Ausbau der Windkraft an Land in Deutschland nimmt 2023 wieder zu Ausbauziele des Erneuerbare-Energien-Gesetzes werden dennoch deutlich verfehlt
Nach jahrelangem Stillstand erhöhte sich der Bruttozubau von Windkraftanlagen in Deutschland in den ersten neun Monaten dieses Jahres um mehr als 50 Prozent im Vergleich zum Vorjahreszeitraum. Von Januar bis September 2023 wurden 2.436 Megawatt Nennleistung für die Netzeinspeisung angeschlossen, im gesamten Jahr 2022 waren es gerade mal 2.405 Megawatt. Bliebe es bei dem jetzigen deutlich erhöhten Ausbautempo könnten bis Ende Dezember 3,2 Gigawatt erreicht werden.

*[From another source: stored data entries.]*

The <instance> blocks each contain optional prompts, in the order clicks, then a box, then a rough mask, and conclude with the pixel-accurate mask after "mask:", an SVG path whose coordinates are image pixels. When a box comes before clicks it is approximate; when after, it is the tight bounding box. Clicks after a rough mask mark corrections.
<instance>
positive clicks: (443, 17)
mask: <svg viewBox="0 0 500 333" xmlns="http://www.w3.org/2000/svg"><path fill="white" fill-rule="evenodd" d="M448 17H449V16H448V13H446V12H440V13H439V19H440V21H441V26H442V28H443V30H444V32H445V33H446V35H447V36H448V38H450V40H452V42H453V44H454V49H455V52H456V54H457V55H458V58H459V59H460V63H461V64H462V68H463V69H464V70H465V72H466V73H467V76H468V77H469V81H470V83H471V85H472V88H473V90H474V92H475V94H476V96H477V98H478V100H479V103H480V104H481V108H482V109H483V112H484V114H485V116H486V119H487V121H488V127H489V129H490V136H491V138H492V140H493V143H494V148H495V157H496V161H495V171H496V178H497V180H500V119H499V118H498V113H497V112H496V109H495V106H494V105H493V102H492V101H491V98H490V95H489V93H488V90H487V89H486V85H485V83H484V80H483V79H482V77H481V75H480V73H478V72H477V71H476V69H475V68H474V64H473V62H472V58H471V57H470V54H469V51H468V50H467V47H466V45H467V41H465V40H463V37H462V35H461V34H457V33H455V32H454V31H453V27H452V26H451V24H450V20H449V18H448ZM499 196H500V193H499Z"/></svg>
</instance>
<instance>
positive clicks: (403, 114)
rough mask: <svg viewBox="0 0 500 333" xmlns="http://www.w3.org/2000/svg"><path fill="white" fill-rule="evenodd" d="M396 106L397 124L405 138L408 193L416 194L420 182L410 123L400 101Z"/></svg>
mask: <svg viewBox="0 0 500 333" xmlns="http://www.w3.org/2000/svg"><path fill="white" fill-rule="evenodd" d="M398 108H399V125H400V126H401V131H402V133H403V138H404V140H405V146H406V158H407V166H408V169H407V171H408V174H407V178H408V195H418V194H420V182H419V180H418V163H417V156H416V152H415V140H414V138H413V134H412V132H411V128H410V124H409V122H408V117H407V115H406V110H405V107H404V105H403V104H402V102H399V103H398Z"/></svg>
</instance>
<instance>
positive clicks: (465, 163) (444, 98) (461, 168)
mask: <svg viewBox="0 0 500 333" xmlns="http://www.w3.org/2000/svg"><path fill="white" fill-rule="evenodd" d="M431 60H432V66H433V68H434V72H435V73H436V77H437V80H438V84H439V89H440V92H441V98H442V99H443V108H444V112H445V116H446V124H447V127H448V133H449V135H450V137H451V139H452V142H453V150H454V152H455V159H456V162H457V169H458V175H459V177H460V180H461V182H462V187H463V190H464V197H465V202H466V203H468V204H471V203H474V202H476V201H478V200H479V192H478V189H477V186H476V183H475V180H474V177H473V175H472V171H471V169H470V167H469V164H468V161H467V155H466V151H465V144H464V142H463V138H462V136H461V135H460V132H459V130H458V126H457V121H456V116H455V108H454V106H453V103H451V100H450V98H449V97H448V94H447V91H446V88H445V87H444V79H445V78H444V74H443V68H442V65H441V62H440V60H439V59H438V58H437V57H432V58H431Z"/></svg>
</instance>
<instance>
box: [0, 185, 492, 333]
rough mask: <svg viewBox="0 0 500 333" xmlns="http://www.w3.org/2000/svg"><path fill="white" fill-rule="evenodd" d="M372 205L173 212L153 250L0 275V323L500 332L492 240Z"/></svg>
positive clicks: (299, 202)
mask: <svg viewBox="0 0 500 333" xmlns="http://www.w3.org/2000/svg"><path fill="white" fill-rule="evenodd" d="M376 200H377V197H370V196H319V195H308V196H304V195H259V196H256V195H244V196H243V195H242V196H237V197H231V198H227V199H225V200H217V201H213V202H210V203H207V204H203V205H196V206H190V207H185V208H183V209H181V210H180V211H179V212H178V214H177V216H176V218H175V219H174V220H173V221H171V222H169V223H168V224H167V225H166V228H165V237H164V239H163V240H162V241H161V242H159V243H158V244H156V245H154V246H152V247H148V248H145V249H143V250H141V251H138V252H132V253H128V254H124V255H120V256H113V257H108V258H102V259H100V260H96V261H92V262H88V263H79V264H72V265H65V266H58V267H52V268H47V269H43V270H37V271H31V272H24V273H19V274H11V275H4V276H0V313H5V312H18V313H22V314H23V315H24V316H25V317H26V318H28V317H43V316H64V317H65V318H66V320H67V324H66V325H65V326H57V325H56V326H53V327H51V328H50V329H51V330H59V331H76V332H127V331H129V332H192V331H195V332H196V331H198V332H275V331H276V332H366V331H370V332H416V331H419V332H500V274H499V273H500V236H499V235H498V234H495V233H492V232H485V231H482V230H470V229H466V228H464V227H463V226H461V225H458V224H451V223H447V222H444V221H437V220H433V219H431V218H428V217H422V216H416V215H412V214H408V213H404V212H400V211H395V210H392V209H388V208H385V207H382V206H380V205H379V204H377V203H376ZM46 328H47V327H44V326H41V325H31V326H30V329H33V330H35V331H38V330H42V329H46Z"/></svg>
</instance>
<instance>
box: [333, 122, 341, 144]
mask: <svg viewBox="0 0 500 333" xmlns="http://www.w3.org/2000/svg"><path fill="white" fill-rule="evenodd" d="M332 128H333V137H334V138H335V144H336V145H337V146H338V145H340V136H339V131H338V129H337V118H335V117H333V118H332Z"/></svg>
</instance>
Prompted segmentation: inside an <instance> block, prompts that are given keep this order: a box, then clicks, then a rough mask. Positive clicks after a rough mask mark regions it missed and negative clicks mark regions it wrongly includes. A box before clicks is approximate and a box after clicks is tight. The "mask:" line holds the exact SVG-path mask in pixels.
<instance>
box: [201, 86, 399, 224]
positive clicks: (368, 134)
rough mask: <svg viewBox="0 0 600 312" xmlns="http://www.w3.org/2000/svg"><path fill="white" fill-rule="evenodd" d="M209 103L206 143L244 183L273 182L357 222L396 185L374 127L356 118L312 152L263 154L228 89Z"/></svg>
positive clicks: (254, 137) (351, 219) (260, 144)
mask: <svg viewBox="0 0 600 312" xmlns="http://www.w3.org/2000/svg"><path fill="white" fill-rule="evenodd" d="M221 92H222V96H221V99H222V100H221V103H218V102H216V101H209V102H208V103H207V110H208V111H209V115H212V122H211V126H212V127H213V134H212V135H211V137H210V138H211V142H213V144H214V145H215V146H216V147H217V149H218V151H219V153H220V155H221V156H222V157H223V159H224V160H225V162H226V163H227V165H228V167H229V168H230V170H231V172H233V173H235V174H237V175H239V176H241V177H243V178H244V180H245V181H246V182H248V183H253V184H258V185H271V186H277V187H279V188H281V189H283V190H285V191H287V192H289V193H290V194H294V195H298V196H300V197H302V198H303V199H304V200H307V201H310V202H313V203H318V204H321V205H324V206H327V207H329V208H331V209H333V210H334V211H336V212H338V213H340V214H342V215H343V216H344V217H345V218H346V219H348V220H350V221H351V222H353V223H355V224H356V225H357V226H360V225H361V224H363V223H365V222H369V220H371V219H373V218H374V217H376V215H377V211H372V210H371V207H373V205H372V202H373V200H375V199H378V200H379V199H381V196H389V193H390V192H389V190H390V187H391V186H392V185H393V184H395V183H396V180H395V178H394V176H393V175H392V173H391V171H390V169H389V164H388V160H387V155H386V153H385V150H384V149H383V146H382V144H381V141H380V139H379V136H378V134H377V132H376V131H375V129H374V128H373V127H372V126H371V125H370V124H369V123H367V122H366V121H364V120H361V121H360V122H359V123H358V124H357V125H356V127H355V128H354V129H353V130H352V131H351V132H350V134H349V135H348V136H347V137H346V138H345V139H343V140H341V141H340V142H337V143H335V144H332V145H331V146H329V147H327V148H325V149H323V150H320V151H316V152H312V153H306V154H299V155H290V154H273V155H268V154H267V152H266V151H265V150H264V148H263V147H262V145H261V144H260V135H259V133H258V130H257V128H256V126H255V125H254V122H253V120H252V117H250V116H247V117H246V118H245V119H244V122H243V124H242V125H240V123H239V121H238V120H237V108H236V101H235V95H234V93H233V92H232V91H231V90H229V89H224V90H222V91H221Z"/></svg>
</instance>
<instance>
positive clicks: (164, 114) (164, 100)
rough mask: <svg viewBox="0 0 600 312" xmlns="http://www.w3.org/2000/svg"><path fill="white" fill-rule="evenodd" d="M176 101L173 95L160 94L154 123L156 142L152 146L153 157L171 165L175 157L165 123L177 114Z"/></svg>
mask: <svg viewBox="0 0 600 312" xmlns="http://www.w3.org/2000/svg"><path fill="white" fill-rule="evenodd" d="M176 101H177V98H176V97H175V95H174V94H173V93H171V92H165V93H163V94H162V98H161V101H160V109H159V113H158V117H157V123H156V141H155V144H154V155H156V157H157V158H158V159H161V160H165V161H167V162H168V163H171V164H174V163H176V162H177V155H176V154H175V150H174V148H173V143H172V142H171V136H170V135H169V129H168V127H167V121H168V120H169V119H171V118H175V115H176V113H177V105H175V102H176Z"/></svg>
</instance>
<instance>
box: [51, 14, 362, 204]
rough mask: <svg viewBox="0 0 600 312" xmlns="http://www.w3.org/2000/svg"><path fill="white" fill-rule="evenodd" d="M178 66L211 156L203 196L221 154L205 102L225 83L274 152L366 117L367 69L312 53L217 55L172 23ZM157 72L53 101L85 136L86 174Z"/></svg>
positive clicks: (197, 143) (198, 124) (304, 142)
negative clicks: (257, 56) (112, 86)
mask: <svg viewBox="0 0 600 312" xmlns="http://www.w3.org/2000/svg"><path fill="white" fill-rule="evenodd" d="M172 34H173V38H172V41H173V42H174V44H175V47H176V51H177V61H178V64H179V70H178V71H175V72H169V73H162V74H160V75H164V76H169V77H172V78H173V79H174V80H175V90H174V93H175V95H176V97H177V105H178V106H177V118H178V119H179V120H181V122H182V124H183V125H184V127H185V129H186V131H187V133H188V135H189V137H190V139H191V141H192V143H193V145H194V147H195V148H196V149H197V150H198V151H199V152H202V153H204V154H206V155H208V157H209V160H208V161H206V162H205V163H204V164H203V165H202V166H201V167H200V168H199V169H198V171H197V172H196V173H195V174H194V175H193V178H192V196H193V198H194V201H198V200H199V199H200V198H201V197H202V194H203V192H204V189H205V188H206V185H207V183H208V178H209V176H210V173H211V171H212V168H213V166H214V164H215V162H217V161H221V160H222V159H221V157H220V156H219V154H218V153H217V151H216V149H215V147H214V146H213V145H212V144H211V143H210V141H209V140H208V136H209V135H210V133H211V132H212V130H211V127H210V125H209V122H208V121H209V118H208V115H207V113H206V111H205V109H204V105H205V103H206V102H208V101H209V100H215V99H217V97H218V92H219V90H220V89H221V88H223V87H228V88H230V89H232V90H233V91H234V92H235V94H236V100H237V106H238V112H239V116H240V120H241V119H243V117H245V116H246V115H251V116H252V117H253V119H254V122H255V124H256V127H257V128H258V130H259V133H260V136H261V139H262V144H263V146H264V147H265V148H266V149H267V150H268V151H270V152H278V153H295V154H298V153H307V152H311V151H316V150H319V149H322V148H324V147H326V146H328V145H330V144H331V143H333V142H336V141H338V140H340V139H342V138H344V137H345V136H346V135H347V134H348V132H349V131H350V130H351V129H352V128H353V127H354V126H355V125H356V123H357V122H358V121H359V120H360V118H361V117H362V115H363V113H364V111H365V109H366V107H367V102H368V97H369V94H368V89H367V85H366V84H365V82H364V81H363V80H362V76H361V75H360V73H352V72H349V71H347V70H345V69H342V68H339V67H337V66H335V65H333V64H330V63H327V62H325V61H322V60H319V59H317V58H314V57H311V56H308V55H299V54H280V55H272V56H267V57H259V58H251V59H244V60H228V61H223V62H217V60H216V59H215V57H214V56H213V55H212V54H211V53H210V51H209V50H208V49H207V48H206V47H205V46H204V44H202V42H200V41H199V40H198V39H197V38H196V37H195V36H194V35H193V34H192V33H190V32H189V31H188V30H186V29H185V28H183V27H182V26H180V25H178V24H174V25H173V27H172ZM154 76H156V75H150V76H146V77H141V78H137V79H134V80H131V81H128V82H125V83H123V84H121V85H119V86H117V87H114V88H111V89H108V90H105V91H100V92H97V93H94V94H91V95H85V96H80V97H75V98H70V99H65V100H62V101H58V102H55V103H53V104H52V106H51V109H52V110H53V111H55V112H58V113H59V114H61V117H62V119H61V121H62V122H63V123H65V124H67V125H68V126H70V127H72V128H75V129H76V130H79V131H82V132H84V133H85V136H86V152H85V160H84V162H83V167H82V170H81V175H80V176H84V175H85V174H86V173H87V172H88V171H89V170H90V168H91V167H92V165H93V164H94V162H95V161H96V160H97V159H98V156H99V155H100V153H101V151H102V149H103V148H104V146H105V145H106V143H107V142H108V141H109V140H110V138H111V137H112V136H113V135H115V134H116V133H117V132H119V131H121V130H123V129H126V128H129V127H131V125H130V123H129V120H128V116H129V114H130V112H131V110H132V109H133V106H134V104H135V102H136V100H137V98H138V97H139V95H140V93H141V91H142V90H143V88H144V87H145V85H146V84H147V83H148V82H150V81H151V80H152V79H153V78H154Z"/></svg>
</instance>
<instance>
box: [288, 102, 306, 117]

Ein Drittel der neu installierten Leistung stammt aus dem Repowering
Besonders stark nahmen 2023 die Projektierungen zum Repowering von Bestandsanlagen zu. Bereits jedes dritte Megawatt Nennleistung resultierte aus der Errichtungen neuer moderner Hochleistungswindturbinen an bestehenden Windparkstandorten, für die dort im Tausch der Abriss deutlich leistungsschwächerer Altanlagen erfolgte. Dennoch bleibt der Windenergiezubau deutlich hinter den im Erneuerbare-Energien-Gesetz (EEG) festgehaltenen Ausbauzielen von jährlich 9 Gigawatt zurück.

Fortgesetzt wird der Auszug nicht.